El principal problema para que todo lo anterior suceda, es que los procesos de transformación que busca la innovación social se producen en aquellos espacios donde el mercado no tiene incentivos para buscar nuevas soluciones o, incluso, las soluciones que ha aportado son nocivas para las partes involucradas. Como principal consecuencia, y contra las últimas tendencias en el propio sector, que consideran que el emprendimiento, y en este caso el emprendimiento social, puede buscar soluciones basadas en el mercado a todos los problemas de la sociedad (recordemos de nuevo las pajitas de plástico reciclado o algunos de los modelos de economías de plataforma para ver lo equivocado de este enfoque), lo cierto es que los procesos de innovación social necesitan flujos de financiación estables y con una mirada al medio y largo plazo. El problema es que los ecosistemas de financiación de este tipo de iniciativas no están adaptados para que todo esto suceda. Primero porque, tanto fondos públicos como privados marcan proyectos con alcances temporales muy limitados, de uno a dos años en el mejor de los casos. Segundo, porque todos ellos están condicionados a la generación de resultados en el corto plazo. Nadie quiere pagar el fracaso. Y tercero porque todos ellos se basan en la generación de entornos competitivos y no colaborativos que impiden que se generen las relaciones y los espacios tan necesarios para que la innovación transformadora suceda. Es decir, todos los sistemas de financiación de la innovación social están perfectamente alineados para que esta no suceda. 
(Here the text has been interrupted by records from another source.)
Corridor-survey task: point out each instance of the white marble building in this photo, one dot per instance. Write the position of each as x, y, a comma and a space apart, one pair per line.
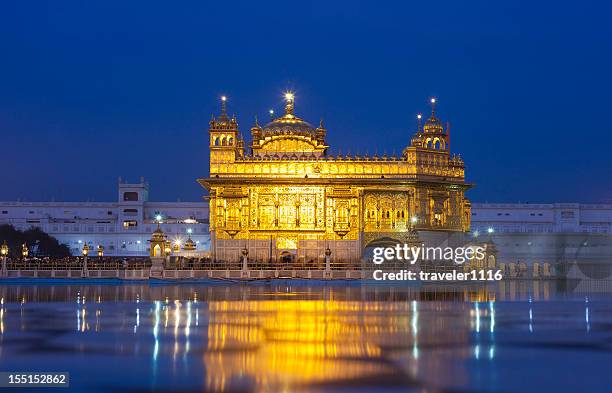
522, 232
122, 227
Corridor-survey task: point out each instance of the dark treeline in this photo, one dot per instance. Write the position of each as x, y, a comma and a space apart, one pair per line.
39, 243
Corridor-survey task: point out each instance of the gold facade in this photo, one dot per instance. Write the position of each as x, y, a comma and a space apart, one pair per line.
284, 197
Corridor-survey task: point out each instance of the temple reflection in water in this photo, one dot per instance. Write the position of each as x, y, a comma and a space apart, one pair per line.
263, 338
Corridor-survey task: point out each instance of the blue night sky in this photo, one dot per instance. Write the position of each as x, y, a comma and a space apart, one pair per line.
90, 91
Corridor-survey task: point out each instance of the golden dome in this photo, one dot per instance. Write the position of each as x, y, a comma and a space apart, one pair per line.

Y la última pregunta, entonces, es cómo salimos de este nudo gordiano. La respuesta, como casi todas insatisfactorias, está en fase de construcción. Pero sin duda pasa por modificar las estructuras de financiación de estos procesos. En el mundo anglófono, donde la innovación social tiene un recorrido mucho más extendido, la mayor parte del tejido de financiación está abrazando modelos completamente distintos a los que estamos habituados en España. Por un lado, el sector privado, especialmente las fundaciones filantrópicas, están tomando posiciones en las fases iniciales de estos procesos, aportando los recursos necesarios para que las innovaciones se maduren, las colaboraciones se generen y las soluciones tengan tiempo para adaptarse y arraigarse en los entornos. Desde organizaciones pioneras, como la Ford Foundation, Mulago Foundation o Family Sall Foundation, se están buscando formas de financiación flexibles, que apoyan a organizaciones y redes en el medio y largo plazo, que establecen relaciones de confianza con ellas generando además procesos de refuerzo de capacidades de las propias redes de transformación y que financian no solo proyectos sino las propias capacidades operativas de las organizaciones que lideran las iniciativas. Por el otro, las instituciones públicas están generando sistemas para apoyar y absorber las innovaciones que surgen del ecosistema de innovación, creando estructuras intermediarias que apoyan y validan estas innovaciones, que actúan de enlace con las administraciones y que generan mecanismos de conocimiento para que estas innovaciones sean adoptadas por el sistema público y su alcance sea más transformador. Ejemplos como Nesta, en el Reino Unido, o Portugal Innovação Social, están abriendo el camino en la transformación del sector. Si de algo sirven los aprendizajes de tantos años en el ámbito de la innovación social, es que para cambiar los sistemas, hay que empezar por cambiar los incentivos que hacen que los agentes actúen de una determinada manera. Y esto pasa por cambiar las estructuras de financiación que los soportan. Ahí quizás esté la forma de deshacer el nudo, quién sabe.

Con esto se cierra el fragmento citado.